Keighley Public Library: Keighley Boys' Grammar School, miscellaneous records 1931-1947 Keighley Public Library: Keighley Trade and Grammar School, group photograph of pupils 1920-1920
Keighley Public Library: Keighley Grammar School London based "Old Keighlians" Association 1946-1951
Keighley Public Library: Keighley Boys' Grammar School, printed ephemera 1937-1954 Keighley Public Library: Keighley Trade and Grammar School, records 1870-1926
Keighley Public Library: Keighley Boys' Grammar School, papers re dramatic productions by Kenneth Preston, English teacher 1954-1957 Keighley Public Library: The Rev John Waddington Feather, auctioneer, surveyor and valuer, Keighley, family and business papers 1919-1970
Keighley Public Library: Kenneth Preston, family papers 1924-1970"
Years at KBGS e.g. 1958-1964 (optional) 1954-59
Current location (optional) Denholme (garethwhittaker99@hotmail.com)
"If anyone is still interested I can get more detail + photos (if allowed)".
Sure thing, Gareth. A generous offer. As you are on site, as it were, you can do the rest of us and on-line posterity a good service.
As for what you extract and report, I'd be happy to leave that to your discretion and judgment.
Obviously, accounts that cover the period that most contributors to this site were at KBGS would be most relevant - but I think the man ipse is of interest to many.
Years at KBGS e.g. 1958-1964 (optional) 1952-60
Current location (optional) Lincoln
I penned the following observations last year based on my brief sight of Prut's diaries. I held them back until we had seen more of Alec's researches in the Bradford archives. His unfortunate illness meant I put them on hold - but here they are for what they are worth.
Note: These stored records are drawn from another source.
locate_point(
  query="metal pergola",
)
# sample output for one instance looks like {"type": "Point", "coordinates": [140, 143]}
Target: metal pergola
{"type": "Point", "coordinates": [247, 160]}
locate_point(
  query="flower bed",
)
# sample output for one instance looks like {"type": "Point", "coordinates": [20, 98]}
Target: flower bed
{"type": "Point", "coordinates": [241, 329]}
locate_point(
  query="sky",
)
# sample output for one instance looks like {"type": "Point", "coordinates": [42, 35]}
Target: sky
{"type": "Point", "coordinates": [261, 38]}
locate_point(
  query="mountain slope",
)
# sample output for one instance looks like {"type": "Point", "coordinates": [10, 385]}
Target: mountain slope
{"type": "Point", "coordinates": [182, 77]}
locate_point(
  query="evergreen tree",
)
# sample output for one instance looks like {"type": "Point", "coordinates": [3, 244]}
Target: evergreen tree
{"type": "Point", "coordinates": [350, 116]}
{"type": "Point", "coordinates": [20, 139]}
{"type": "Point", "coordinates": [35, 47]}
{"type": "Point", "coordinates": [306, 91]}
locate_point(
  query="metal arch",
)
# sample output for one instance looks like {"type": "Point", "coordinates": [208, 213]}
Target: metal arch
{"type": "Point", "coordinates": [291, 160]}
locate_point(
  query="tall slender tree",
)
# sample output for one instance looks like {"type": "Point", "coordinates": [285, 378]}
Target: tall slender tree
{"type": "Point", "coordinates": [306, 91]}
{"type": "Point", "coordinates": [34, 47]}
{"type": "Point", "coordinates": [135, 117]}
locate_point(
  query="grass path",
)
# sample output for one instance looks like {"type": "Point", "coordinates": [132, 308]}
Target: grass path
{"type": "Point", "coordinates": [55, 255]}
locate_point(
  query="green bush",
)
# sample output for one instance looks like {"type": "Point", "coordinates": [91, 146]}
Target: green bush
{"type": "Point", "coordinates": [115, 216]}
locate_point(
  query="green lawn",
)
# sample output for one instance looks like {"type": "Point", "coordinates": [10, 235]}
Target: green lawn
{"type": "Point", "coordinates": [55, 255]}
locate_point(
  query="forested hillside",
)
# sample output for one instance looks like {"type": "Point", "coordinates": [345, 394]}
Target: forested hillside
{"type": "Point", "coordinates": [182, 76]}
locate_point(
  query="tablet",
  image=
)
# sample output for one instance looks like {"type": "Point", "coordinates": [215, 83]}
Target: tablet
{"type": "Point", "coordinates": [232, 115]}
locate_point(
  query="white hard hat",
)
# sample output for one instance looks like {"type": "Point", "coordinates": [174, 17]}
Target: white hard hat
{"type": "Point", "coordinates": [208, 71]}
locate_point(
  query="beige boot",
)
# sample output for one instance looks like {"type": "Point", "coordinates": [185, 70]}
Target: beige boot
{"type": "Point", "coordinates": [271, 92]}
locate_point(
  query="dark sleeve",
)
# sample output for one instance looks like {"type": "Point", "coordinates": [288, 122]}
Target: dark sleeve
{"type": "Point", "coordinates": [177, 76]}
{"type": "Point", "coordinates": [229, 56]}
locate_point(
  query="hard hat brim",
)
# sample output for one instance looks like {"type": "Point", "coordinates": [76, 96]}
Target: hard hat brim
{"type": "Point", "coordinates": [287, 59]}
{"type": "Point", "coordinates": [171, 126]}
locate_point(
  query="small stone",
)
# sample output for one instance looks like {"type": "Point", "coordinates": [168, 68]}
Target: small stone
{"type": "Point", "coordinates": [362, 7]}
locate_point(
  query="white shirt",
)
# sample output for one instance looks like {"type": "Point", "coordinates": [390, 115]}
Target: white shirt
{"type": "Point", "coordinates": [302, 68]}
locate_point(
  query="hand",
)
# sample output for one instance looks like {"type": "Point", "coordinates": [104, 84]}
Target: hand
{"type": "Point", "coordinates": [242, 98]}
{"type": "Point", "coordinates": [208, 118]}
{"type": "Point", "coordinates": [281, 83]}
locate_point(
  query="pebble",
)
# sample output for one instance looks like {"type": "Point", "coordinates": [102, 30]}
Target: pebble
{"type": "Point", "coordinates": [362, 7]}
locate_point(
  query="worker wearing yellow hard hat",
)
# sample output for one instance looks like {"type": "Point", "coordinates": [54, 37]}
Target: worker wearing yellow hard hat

--I heard about Prut very very early in my time at kbgs because I walked to school on my first days with John Turner who was in 4A and enduring his first dose of Prut’s individual didactic strategies. John Henry Turner’s exceptional performances as fullback in the 1st XV whilst yet in 5A did nothing to enhance his status with Prut. whose diary reveals that he was a Blackburn Rovers supporter who felt it necessary in one entry to deride Hind’s injunction to the school not to watch soccer in the hols. John was always saying, “Wait till you get Prut!!”
I spent some time looking at his diaries for some of the years that I was in school.
School apart, he was a stalwart of his church in Utley – his Sunday entries showed he had the Anglican calendar off pat but wasn’t averse to recording critical views on service and sermon.
He was a TocH member and regular attender who was annoyed by the fickle attendance of some of his fellows.
He and his wife were workhouse visitors.
His politics were quite Right – and he was dismissive of unions – even of a colleague taking a day off to attend a teacher conference.
He seem to hanker after his Oxford days – and regretted that he had not subsequently made as much of them as others (of his contemporaries?). He remarked that another does forge ahead and like many another was a standing reproach to himself – especially as they each had the same Oxford seconds (degrees not duelling)!.
He was 54 when I got Prut in 1956. In my reckoning that is when most teachers, in daily contact with strenuous adolescents, are past their shelf-life – however good and talented they may have been earlier. Several of his diary entries indicated that he was finding the job strenuous.
Years at KBGS e.g. 1958-1964 (optional) 1952-60
Current location (optional) Lincoln
I am surprised to learn he was a football supporter Terry.I remember him telling us that one Saturday he had come back from Bradford on the bus and he was very scathing about the mentality of the thousands watching football when he passed Valley Parade.Perhaps it would have been different if it had been Ewood Park.What connection did he have with Blackburn?